Has anyone used the Extreme DMOZ Extractor that was loaded to the Download page on 16 Oct?
Has anyone used the Extreme DMOZ Extractor that was loaded to the Download page on 16 Oct?
esm
"The older I get, the more I admire competence, just simple competence, in any field from adultery to zoology."
.
esm, any question about extreme?
The trial version can extract database up to 1000 records. No filter and file split.
justing wondering if anyone had any experience with it. I don't have a need for it myself. Unless I try to build some link sites.
file split?
esm
"The older I get, the more I admire competence, just simple competence, in any field from adultery to zoology."
.
When extracting dmoz database, you can easily have thousands web links. Say you get 43,000 web links. You can tell Extreme to split the result in a few smaller files, 5000 web links each file.

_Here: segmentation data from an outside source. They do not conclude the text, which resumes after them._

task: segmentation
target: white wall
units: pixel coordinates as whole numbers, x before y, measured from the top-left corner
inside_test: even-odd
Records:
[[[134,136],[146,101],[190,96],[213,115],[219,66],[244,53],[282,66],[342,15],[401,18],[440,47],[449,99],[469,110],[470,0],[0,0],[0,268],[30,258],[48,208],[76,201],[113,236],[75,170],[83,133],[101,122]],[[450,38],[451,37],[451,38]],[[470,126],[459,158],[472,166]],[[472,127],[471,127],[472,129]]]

This is useful if you will work with excell for further process, or you want to import into indexu. It's good idea to import 5000 records 9 times rather than 43,000 records at once.
I downloaded extreme dmoz extractor but during the installation I get the following error:
C:\windows\system32\msxml4.dll
Unable to register the dll/ocx: loadlibrary failed; code 1114
A dynamic link library (DLL) initialization routine failed.
and when I try to parse the data I get:
Run time error '429'
ActiveX component can't create object
Would you please help me?
ms xml 4 is failed to install. Let me know your windows version.
I downloaded the file from microsoft and now your program appears to work,
but when I try to do a partial parse I only get the first 1000 results of
Top/Arts. I followed your instructions as you mention for Top/Sports/Soccer
but it always returns data for Top/Arts/movies
When I look at the "summary" it says:
Filters: No
Why is that? Am I doing anything wrong? is the program?
Extreme DMOZ Extractor ?
Where can I find it ???
Frank
at the bottom of
http://www.nicecoder.com/download.php
esm
"The older I get, the more I admire competence, just simple competence, in any field from adultery to zoology."
.
Found it
http://www.nicecoder.com/community/s...&threadid=1900
The same problem like me, Dody, I begun to be a little bit angry, seems that guy is waiting since 12 days for an answer and now I spend 1 hour of my time to see that I have the same problem and nothing is working.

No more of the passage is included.